Storm dumps several inches of snow across mountains, brings strong winds to Eastern Plains

Hart Van Denburg/CPR News
Snow falls on plowed fields with freight train cars in the distance near Johnson’s Corner in Weld County in March, 2021.

Editor's Note: This story has been updated

The first significant winter storm of the season dropped several inches of snow on mountain communities from the Western Slope to southern Wyoming Tuesday night, causing traffic jams and some temporary road closures.

Areas south of Montrose saw up to 7 inches of snow. Vail Pass recorded around 3 inches. Grand Lake and Nederland saw around 1.5 inches.

After getting more than a foot of snow this week, Wolf Creek in southwest Colorado declared it will open this weekend, the ski area to do so in the state, although only a handful of runs will be available.

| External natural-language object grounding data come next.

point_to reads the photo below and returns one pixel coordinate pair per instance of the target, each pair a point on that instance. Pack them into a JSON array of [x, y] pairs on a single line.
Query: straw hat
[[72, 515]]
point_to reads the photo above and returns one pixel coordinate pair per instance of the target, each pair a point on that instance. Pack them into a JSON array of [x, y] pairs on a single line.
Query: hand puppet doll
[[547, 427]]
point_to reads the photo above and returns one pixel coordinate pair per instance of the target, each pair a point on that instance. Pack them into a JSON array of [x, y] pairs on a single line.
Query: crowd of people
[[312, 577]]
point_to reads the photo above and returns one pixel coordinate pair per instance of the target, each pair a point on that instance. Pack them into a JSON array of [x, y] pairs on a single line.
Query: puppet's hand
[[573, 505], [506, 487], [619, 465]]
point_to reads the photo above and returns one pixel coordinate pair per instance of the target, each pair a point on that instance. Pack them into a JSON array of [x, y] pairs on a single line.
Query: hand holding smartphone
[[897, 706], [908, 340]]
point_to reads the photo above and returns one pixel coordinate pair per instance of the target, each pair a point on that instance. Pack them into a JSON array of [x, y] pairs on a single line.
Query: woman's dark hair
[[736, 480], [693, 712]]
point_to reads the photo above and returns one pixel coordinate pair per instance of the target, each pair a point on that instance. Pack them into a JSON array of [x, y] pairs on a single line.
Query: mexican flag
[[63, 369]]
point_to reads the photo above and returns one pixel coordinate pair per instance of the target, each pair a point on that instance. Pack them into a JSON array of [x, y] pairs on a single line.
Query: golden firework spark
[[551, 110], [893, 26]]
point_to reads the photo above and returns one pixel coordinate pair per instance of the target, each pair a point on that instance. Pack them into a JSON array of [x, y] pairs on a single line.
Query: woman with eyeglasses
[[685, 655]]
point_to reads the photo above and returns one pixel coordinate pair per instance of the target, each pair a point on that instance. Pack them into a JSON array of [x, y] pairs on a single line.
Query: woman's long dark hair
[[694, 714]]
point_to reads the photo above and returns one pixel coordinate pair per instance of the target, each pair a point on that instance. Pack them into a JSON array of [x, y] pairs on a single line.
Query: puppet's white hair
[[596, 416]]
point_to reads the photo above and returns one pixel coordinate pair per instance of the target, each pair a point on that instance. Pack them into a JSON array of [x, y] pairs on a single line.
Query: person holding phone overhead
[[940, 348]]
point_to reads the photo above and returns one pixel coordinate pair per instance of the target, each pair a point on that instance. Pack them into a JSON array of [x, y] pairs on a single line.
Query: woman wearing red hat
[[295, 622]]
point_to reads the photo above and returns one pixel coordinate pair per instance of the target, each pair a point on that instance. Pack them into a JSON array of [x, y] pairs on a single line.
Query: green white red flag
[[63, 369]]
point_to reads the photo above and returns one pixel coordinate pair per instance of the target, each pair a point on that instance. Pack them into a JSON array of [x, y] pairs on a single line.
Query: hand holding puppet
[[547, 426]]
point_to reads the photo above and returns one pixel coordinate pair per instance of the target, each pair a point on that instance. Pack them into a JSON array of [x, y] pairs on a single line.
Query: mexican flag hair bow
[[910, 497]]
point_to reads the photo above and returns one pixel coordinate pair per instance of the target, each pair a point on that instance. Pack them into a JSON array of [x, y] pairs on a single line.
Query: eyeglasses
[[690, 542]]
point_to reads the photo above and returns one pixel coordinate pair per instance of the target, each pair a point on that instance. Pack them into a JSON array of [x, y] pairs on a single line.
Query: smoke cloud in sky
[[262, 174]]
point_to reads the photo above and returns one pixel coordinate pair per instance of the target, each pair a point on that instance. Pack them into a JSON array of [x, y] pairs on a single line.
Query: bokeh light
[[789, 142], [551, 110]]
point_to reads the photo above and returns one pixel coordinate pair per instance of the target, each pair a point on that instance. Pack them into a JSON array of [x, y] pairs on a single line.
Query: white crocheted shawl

Loveland, Arapahoe Basin and Keystone have all said they plan to open by the end of October too.

The storm system has had statewide impact, leading to a grab bag of extreme conditions. Since Tuesday morning, the NWS has issued separate warnings for tornadoes, fire weather, snow, high winds and freezing temperatures across various regions.

“We encourage you to stay weather aware and check the forecast often!,” the NWS tweeted. 

Forecasters expect clear skies on Wednesday before another winter system moves through the state Thursday night, bringing up to a couple inches of snow to the foothills and Palmer Divide. 

Front Range communities along the northern I-25 corridor aren’t expected to see significant snowfall, said Russel Danielson, a meteorologist with the NWS in Boulder. 

“A slushy half inch is possible for the Denver metro, ” Danielson said. “The south side of Denver may get more of a dusting.”